Johan Andrés M.T. foi um dos alvos de uma operação da Unidade de Droga e Crime Organizado de Madrid e, por isso, foi monitorizado durante algum tempo; Além disso, o seu carro, um Seat Leon branco, tinha um microfone escondido, o que é crucial neste caso. Naquela manhã, dois funcionários sob investigação o observaram com muita atenção de um carro sem identificação. Desde o momento em que saiu de casa, às 12h30, em Valdemoro, até perto do Sinesio Delgado 18 (Fuencarral El Pardo), a van não atrapalhou a viagem do colombiano. Foi esta manobra que a polícia utilizou para bloquear o seu caminho, sair do carro e ordenar-lhe, apontando-lhe a arma de serviço, que levantasse as mãos e não se mexesse.

No entanto, Johan foi baleado por um dos policiais enquanto ainda estava no carro. “Ouvindo a aceleração repentina do motor do Seat Leon, vendo o seu companheiro preso entre ele e o carro da polícia e vendo Johan começar a procurar algo no fundo do banco do passageiro, tendo-lhe previamente informado que poderia ter uma arma de fogo”, o membro do Madrid Udico atirou e matou o suposto traficante de drogas. Ele o fez, como observou em sua declaração subsequente, “em resposta a uma ameaça iminente à sua integridade, à saúde de seu companheiro e, em última análise, a terceiros veículos que circulavam na estrada”.

Alguns motoristas que presenciaram os acontecimentos registraram o ocorrido, assim como a câmera CCTV da casa em frente. Além disso, um microfone escondido no assento gravou as vozes de ambas as partes. A vítima é ouvida primeiro conversando com um amigo ao telefone e, de repente, aparecem os gritos de dois policiais. Então há um tiro e Johan reclama: “Ah, fui atingido!” O projétil atingiu a parte inferior do corpo e destruiu o hipocôndrio anterior esquerdo em sua trajetória de saída. A defesa de Johan Andres afirma que ele deve ter pensado que foi vítima de um “golpe”, já que o mundo é conhecido pelo roubo de esconderijos de drogas nas mãos de facções mafiosas rivais. Os agentes, que estavam à paisana (como é comum nesses casos), afirmam que o pararam e se identificaram como policiais e usaram distintivos no pescoço. Ao contrário das suspeitas iniciais de Udiko, nenhuma droga foi encontrada no carro do suposto traficante.

“Minhas bolas estão suando!”

Do primeiro arguido, o tribunal, a pedido do advogado Juan Manuel Fernández, suspendeu a arma regulamentar, embora ainda esteja em vigor, enquanto desempenhava tarefas administrativas na sede da polícia de Madrid.
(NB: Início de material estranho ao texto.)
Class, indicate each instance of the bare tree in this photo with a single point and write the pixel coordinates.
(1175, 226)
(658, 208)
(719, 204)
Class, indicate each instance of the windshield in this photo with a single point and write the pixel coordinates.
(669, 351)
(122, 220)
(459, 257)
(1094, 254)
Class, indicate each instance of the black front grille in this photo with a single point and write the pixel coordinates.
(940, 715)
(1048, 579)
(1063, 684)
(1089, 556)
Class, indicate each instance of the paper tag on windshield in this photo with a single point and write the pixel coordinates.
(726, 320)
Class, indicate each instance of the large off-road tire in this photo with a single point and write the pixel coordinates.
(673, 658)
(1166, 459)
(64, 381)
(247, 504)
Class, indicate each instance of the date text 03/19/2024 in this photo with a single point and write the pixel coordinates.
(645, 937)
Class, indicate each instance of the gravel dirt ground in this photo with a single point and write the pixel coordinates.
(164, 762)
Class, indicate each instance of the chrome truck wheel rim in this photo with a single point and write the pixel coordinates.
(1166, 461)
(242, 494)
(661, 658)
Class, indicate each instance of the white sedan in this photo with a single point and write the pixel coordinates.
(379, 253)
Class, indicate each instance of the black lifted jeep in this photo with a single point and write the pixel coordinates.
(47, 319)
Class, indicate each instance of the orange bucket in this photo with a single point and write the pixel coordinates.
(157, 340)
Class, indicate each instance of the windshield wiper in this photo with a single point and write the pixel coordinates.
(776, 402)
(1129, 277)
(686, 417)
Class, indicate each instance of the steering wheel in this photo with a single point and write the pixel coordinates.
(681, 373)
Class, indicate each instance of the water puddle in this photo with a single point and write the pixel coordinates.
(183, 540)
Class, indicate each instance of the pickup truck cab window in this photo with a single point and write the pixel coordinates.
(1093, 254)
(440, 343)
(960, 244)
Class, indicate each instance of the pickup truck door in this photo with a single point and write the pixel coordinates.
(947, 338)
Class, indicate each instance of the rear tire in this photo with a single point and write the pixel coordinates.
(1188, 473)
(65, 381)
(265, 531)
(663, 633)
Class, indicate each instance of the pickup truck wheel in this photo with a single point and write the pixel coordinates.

Agora vão pedir ao instrutor que aplique a mesma medida ao segundo réu do caso.

Na sua fundamentação, o tribunal provincial deu provimento ao recurso porque “no momento processual de indeferimento do pedido proposto, que coincide com o início do julgamento com júri (…)”, considerou que “é oportuno tomar todas as diligências que possam esclarecer o comportamento imediatamente após o disparo” do segundo agente policial.

A Corte considera que na atual fase processual também é apropriado investigar o que aconteceu após o tiroteio.

Por exemplo, na gravação de áudio é possível ouvir claramente como a vítima, morrendo, grita: “Estou me afogando!”, ao que o réu agora responde: “Meus tomates estão suando!” No final, Johan morreu ali, no asfalto. O tribunal insiste que deve determinar “se o tratamento do referido agente foi apropriado ou foi desnecessariamente coercitivo ou humilhante”.